Todd Petzold expressed cautious optimism as his team prepared to participate in the Owensboro Dragon Boat Festival for a second straight year.
“We’re team MPD, and we’re not going to sink this year. And we’re going to have fun,” said Petzold.
The teams were made up of between 15-20 people, including men and women. Their experience level ranged from veteran to novice.
They’re taking part in an athletic event and tradition whose origins date back to the year 278 B. C. in China and a man considered the father of Chinese poetry, Qu Yuan.
“He wrote a particular collective verse call Li Sao that really created a sort of key role for himself in the history of Chinese literature,” said Mei Du, an assistant professor of History at Western Kentucky University. She says Qu Yuan was popular, but some of his views ran contrary to the mainstream and was exiled.
“Unfortunately, the king at the time dismissed his ideas. That’s why he had to take exile and eventually committed suicide,” said Du.
Those who supported and loved Qu Yuan are believed to have raced out in their boats to find his body, which was submerged in the Miluo River. The cultural tradition spawned by Yuan’s death eventually became an official holiday in China, but that wasn’t until recently – 2008. Before that, in the 1980s the sport of dragon boat racing started growing in popularity.
Professor Du says dragon boat racing has become a global sport.
“I think that’s why I think we can see Dragon Boat racing in Owensboro, in the middle of Kentucky,” said Du.

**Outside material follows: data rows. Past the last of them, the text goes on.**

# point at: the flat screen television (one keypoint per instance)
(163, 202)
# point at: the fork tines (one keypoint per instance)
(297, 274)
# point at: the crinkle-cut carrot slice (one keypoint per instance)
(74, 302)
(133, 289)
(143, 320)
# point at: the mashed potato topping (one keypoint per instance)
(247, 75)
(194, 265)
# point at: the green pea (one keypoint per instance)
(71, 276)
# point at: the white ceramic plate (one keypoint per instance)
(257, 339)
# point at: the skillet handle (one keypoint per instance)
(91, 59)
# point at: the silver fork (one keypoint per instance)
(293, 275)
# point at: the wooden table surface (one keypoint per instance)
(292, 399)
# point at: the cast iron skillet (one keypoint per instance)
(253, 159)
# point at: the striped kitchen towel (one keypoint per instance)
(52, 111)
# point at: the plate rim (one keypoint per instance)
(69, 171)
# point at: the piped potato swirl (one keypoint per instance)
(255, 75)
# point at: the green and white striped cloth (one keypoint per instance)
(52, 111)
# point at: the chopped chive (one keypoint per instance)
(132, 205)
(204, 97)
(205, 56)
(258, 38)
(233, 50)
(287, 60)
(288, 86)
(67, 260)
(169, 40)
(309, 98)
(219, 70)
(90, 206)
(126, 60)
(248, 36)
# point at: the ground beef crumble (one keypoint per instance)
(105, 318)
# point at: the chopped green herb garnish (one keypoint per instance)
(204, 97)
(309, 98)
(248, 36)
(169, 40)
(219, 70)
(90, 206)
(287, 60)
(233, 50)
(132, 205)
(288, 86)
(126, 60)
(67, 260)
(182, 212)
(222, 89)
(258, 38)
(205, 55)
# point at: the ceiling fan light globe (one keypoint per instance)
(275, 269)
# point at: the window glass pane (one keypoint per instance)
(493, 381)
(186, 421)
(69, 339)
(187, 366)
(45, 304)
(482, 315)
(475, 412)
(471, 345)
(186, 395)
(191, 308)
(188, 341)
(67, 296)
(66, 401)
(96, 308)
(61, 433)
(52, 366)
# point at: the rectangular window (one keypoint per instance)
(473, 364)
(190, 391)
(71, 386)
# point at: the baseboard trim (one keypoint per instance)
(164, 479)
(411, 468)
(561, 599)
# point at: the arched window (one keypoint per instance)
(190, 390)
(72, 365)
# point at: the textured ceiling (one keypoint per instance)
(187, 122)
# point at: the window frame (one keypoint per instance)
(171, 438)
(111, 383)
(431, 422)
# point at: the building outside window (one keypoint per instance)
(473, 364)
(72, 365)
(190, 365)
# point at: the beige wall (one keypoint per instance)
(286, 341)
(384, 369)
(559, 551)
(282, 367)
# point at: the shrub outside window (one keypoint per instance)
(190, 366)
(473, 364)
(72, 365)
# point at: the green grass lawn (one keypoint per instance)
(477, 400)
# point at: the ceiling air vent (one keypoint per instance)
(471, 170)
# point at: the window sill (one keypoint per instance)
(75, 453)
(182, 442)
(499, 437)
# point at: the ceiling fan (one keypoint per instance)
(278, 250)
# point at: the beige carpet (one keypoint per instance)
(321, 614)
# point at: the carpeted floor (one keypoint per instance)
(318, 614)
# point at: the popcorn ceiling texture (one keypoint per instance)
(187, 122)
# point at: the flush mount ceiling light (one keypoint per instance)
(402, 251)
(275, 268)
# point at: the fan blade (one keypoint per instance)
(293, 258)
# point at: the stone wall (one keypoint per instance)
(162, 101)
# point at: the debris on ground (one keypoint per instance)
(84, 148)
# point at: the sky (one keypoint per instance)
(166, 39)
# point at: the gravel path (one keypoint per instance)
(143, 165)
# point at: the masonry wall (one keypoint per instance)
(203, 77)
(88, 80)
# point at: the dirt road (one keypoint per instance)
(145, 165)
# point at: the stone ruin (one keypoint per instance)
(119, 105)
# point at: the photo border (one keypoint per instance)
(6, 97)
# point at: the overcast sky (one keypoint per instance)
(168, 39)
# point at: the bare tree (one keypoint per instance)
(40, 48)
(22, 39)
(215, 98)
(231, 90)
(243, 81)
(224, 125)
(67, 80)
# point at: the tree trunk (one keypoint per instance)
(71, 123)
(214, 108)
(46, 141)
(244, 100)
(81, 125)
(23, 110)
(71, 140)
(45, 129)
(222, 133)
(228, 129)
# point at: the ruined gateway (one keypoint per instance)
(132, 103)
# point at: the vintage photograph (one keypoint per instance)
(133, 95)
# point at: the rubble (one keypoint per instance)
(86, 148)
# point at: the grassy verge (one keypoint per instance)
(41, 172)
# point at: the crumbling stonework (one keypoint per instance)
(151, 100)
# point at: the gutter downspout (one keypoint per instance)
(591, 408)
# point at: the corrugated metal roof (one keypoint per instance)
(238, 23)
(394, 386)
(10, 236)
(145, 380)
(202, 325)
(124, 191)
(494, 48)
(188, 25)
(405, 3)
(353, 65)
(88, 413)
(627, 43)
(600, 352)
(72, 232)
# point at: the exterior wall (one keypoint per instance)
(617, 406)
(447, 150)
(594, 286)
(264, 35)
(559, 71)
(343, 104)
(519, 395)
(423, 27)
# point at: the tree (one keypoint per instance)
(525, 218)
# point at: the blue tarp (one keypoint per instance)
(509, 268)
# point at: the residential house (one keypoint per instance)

The teams competing dig their paddles into the Ohio River, guided by the beat of a drummer, sitting at the front of the boat. Keeping everyone in-sync is key, say experienced Dragon Boat racers like Katie Burkett.
She says the more tranquil the water, the easier it is to paddle.
“I would say, probably the toughest part of the race when it’s on a big open water way like this, you’ve got a lot of boat traffic so I would say having to deal with the wake throughout the day” said Burkett. "But if you’re on a strong team like ours, the Chattanooga Dragon Boat Club, we know how to paddle through it”.
The competition is fierce but friendly.
“The engine room is all of us big guys. We’re gonna be in the back. We got our boat moving fast last night, we were one of the fastest times last night. We were one of the fastest times out of all the practice time, so I think we’re gonna to be pretty good,” said Jonathan Jones from Slaughters, Kentucky. His team from the Rio Tinto company is called the Metal Mateys.
While most of the teams were dressed in custom t-shirt, the Mateys were decked out in red-and white striped shirts and black pants.
“It started out with a long-sleeve, almost a dress – a pirate outfit. And we’ve taken scissors and modified ‘em all to look pretty rough, so I think it’s gonna be fine” said Jones.
The team names ranged from the Metal Mateys to the Froggy Paddlers to Dragon Boat Z and Western Kentucky’s entry from the school’s Confucius Institute.
In the first race of day, the Confucious team was in the lead, until the boat started veering off course, heading for the Metal Mateys.
Confucious would recover, however, winding up with a second place overall finish behind a team called REO Speedragon, which won the trophy for a second year in a row.
The races on the Ohio River were the main attraction, but there was also the festival, complete with games and music from bands like The Panther Creek Bluegrass Band.
As the smell of barbeque wafted through English Park, families sat on the stone bleachers cut into the side of the bluff and Owensboro Mayor Ron Payne beamed with pride.
“It’s just great and it seems to be growing,” said Payne. “This year we have 30 teams – last year it was 21. So, I suspect it’s just gonna keep getting bigger and bigger. Look out here today, it’s just absolutely beautiful.”
A Kentucky community brought together on a bright and sunny day, by a tradition from the other side of the world.